C’est également un film sur le temps. Ici, il est étiré pour prendre toute sa dimension. Les plans séquence dont j’ai parlé plus haut se prolongent parfois jusqu’à l’insoutenable (dans la salle, le dernier plan, de presque un quart d’heure, a été accueilli de manière contrastée…). Peut-être sans le vouloir, l’auteur nous amène, nous Occidentaux, dans une réalité temporelle différente, où heures, minutes et secondes s’écoulent selon un rythme bien à elles.Toute cette lenteur, si éloignée de notre monde quotidien, nous permet de saisir le poids des images qui s’installent dans nos esprits lentement et sûrement et manquent parfois de nous submerger. Leur lourdeur les livre à la splendeur de la complétude. Et tout peut devenir magnifique, deux hommes brandissant des pancartes à un échangeur d’autoroute, cinglés de pluie dans leur mince poncho plastique, entourés de voitures et deux roues qui vont leur chemin par hordes ; un appartement mangé de moisissures presque décoratives enserrant une famille en train de dîner ; un homme et une femme contemplant une fresque représentant la nature en tons gris, dans un sous-sol détruit.
C’est enfin un film politique qui ne dit pas son nom. Sans engagement directement apparent, il décrit une réalité sociale d’aujourd’hui. Cet homme déraciné, seul avec ses enfants (nous ne saurons rien de son passé) perdu dans une ville où s’affrontent bidonvilles, terrains vagues et immeubles flambants neufs encore vides, survit à peine dans un travail déshumanisé, condamné à être une pancarte vivante (et encore à peine) au milieu de foules qui ne le voient pas. Sans vouloir altérer le propos de l’auteur, nous pourrions penser qu’il évoque ici un nouveau prolétariat qui souffre une double peine.
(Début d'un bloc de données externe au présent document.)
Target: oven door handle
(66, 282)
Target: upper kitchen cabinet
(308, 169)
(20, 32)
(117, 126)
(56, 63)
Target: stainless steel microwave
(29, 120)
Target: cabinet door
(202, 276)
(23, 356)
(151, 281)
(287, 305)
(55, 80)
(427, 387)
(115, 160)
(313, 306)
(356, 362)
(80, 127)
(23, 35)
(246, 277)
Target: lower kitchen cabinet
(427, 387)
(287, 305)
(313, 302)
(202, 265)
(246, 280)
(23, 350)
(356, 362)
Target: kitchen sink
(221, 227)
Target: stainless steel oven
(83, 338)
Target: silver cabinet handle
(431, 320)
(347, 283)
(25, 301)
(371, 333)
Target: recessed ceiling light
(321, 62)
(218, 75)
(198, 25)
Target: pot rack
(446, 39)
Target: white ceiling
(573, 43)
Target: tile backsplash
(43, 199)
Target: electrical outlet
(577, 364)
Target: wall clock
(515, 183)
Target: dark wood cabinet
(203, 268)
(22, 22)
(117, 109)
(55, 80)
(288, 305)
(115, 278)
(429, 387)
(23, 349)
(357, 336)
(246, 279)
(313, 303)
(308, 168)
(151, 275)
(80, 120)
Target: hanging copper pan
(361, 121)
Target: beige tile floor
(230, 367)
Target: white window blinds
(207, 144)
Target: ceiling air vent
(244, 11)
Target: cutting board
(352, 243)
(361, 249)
Celle de ne plus trouver de travail lui permettant de vivre décemment. Et celle d’avoir tourné le dos à la nature, que le cinéaste essaye ici de recomposer au travers des paysages urbains qu’il décrit. Coupé de ses racines, l’homme est condamné à n’être qu’errance et ce propos nous renvoie aux migrations incessantes des campagnes vers les villes qui ont lieu actuellement notamment dans le sud-est asiatique.
C’est un chef d’oeuvre, que je recommande (mais pas aux impatients…).